50歳代の自殺者数が最も多い
アメリカでは、白人中年男性を中心とする自殺、薬物依存、アルコール関連疾患等による「絶望死」と呼ばれる死因が問題になっているが、日本でも自殺者数は2003年の3万4427名をピークに減少しているとはいえ、2023年でも2万人を超えている。
年齢別に見ると、50歳代の自殺者数が最も多く、次いで40歳代の自殺者数が多い。40~59歳が全体の35.8%を占めており、50歳前後の自殺者が多いと思われる。
そして、幸福度が50歳前後で最低になることを考えれば、幸福度と自殺に一定の関係があることが示唆される。
しかし、強調しておきたいのは、50歳以降は幸福度が平均としては上昇していることだ。
20歳以降、幸福度が下がり続け、50歳前後で最低になったとしても、その後、幸福度が上昇に転じ、60歳以降も高まることは、たとえある時点で人生に絶望しても自殺する必要がないことを示している。
「男らしさ」への呪縛が幸福度を押し下げる
男女別に見ると、女性は常に男性よりも幸福度が高いことが示されている。
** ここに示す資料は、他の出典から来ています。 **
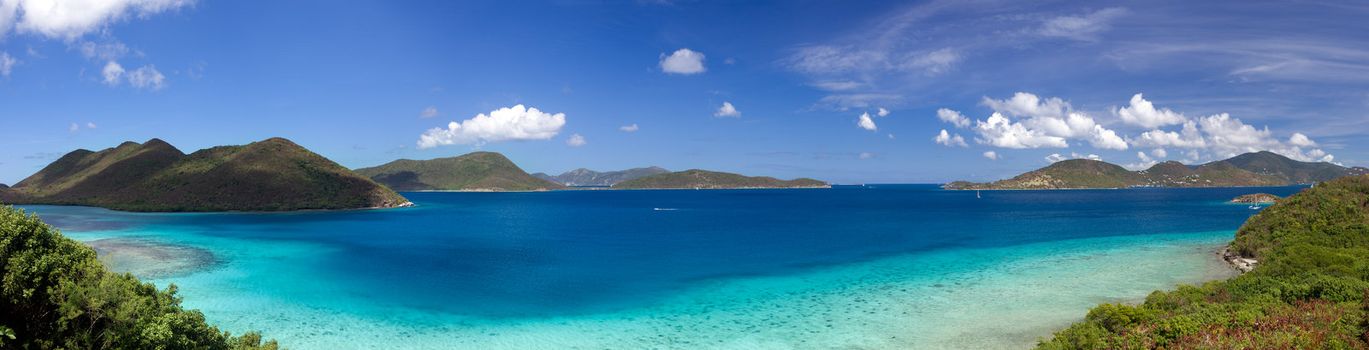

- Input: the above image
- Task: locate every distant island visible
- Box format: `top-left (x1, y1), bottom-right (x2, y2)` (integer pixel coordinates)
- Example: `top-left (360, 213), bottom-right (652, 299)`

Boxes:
top-left (0, 138), bottom-right (408, 212)
top-left (612, 169), bottom-right (829, 189)
top-left (947, 151), bottom-right (1368, 190)
top-left (533, 166), bottom-right (670, 187)
top-left (355, 152), bottom-right (564, 192)
top-left (1230, 193), bottom-right (1279, 204)
top-left (1039, 174), bottom-right (1369, 348)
これも、『日本の幸福度』で「幸福度の性差については、男性よりも女性の幸福度が高いことは多くの研究で報告されている(p.9,23)」とあるように先行研究とも整合的である。
この背景には、おそらく社会的に形成された「男らしさ」へのこだわりが影響しているだろう。
その男らしさとは、「仕事をして十分な収入があること」「社会や地域での一定の地位を獲得していること」「優れた体格や自信のある態度」「家族を持ち、家を構えること」といったことであり、そのどれかに欠けていることが、幸福度を押し下げている可能性がある。
日本では上方婚と呼ばれる、女性よりも男性のほうが年齢、学歴、収入が高い組み合わせが多いことも、男らしさが男女両方に意識されていることを示唆している。
実際、令和4年(2022年)人口動態調査の「初婚夫妻の年齢差別にみた年次別婚姻件数及び百分率」でも、夫が年上の夫婦は53.4%と過半数を占めており、夫が3歳以上年上の場合は29.6%となっている。
令和4年度就業構造基本調査の第240-1表から、夫の所得が妻の所得よりも高い比率を計算してみると、夫の年齢が30歳未満の場合で64.6%、夫の年齢が30歳以上39歳以下の場合では87.0%となっている。
この男らしさの呪縛は、年をとっても圧力をかけ続け、子どもがいる場合は教育費がかかり、仕事でも責任が増し、かといって弱音もはけない50歳前後の幸福度を押し下げているのだろう。
女性も子どもがいる場合には50歳前後の苦労は男性と同じようなもので、その苦労の時期を過ぎれば、幸福度が再び上がっていく、という構造なのだろう。